鳩山由紀夫氏から政権を引き継いだ菅直人首相も、公約違反を反省するどころか、「強い経済」だと大企業減税を持ち出し、「強い財政」には消費税増税を、「強い社会保障」には福祉などの「規制緩和」を持ち出すありさまです。国民の暮らしを応援するどころか、大企業応援政治への逆戻りです。

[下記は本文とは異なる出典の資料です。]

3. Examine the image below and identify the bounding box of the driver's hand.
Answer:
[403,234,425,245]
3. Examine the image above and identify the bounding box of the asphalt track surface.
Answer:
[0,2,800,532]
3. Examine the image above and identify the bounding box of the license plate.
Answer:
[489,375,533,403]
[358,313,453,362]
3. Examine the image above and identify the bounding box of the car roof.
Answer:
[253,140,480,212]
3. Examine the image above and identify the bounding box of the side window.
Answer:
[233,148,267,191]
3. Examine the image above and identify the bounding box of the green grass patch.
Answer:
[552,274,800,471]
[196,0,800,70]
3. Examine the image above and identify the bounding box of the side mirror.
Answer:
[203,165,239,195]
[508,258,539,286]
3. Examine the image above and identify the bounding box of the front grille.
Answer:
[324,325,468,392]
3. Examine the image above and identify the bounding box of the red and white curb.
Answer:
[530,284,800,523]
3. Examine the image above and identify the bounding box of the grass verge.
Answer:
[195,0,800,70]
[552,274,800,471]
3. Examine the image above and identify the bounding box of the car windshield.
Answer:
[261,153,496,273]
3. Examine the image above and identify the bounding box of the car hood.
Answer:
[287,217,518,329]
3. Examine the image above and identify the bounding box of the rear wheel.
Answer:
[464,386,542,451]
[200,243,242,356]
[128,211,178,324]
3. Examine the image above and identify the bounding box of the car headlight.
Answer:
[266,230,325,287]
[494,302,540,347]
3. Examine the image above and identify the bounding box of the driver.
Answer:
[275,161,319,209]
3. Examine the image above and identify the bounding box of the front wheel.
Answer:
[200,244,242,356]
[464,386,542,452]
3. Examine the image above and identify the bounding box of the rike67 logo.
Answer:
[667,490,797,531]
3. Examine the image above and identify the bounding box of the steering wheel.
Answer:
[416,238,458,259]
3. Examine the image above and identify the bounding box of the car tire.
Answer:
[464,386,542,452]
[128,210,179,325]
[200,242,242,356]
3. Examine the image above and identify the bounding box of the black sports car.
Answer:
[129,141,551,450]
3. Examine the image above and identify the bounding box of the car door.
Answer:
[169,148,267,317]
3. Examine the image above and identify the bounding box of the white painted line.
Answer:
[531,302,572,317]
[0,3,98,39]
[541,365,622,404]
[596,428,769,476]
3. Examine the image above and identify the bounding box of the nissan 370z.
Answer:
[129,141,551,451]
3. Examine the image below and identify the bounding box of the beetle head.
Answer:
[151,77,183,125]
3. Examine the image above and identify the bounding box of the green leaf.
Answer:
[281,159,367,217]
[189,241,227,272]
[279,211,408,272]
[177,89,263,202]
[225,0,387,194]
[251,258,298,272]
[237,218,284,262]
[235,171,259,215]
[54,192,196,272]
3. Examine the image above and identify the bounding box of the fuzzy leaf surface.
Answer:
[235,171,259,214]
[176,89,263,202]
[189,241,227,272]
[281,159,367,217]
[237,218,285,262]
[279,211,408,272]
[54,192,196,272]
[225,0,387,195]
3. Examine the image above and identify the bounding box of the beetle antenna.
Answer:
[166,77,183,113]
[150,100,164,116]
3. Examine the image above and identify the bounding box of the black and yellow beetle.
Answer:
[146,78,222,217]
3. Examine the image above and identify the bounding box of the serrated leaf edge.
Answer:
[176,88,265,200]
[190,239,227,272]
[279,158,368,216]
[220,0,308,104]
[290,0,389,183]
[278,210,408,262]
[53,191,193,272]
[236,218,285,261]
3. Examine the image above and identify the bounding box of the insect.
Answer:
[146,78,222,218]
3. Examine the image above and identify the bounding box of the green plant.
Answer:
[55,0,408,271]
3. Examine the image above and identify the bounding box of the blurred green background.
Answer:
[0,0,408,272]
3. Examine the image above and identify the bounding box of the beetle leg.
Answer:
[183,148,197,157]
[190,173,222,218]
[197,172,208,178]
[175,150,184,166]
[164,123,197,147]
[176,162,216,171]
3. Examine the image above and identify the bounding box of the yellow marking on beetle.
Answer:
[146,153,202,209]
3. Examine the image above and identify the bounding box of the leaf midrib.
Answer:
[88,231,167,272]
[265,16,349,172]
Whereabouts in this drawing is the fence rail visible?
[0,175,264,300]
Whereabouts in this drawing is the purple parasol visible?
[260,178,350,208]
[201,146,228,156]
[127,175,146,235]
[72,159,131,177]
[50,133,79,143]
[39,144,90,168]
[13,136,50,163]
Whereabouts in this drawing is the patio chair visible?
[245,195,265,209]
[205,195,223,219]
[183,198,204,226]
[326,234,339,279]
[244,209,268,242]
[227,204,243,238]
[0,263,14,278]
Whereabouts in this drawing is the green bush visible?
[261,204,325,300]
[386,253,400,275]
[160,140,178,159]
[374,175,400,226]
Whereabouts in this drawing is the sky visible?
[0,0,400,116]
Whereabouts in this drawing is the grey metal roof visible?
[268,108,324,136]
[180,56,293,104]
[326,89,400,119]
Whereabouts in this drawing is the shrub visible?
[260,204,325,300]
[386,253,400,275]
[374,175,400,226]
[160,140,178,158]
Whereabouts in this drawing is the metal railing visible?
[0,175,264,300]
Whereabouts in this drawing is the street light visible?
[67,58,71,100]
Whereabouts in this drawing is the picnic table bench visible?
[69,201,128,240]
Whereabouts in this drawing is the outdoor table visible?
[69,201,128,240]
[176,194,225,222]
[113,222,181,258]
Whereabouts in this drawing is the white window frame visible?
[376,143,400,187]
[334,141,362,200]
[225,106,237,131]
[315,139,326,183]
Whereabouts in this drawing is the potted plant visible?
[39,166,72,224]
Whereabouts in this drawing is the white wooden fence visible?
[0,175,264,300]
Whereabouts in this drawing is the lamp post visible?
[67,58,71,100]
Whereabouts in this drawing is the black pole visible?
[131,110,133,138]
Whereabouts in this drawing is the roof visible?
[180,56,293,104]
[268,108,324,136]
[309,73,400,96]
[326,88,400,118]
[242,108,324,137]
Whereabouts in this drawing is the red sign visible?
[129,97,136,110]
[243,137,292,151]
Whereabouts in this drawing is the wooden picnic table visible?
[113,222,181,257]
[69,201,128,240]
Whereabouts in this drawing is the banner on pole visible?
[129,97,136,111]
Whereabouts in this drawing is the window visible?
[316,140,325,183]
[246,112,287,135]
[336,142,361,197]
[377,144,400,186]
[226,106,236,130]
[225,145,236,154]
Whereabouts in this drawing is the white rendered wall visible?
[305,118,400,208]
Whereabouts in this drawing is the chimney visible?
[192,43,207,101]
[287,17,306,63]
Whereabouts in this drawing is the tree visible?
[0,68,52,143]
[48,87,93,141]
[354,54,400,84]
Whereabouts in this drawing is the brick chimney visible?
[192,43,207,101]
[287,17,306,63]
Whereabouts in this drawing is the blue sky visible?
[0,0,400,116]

大企業減税のための消費税増税をやめさせるとともに、後期高齢者医療制度は直ちに廃止すべきです。労働者派遣法は抜本改正すべきです。お年寄りや子どもたちの医療の無料化、障害者を支援する総合的な福祉法の実現、最低保障年金制度の確立、人間らしく働ける雇用のルールと中小企業や下請け企業いじめをやめさせる公正な取引の実現、農林漁業の再生などが不可欠です。国民を応援する政治の実現が待ち望まれます。
大企業にもの言える党で
そのためには、大企業のいいなりにならず、異常をただしていく政治が必要です。民主党にはその姿勢が欠けているから、派遣法改定の骨抜きなど、公約違反を重ねるのです。財源は消費税に頼らなくても、軍事費などムダを削減し、大企業・大資産家の行きすぎた減税を改め、大企業のもうけとためこみを還元させて内需主導の経済成長を実現すれば確保できます。
大企業に堂々とものが言え、経済政策のおおもとからの転換を掲げる日本共産党の躍進こそ、国民の暮らし応援政治実現の力です。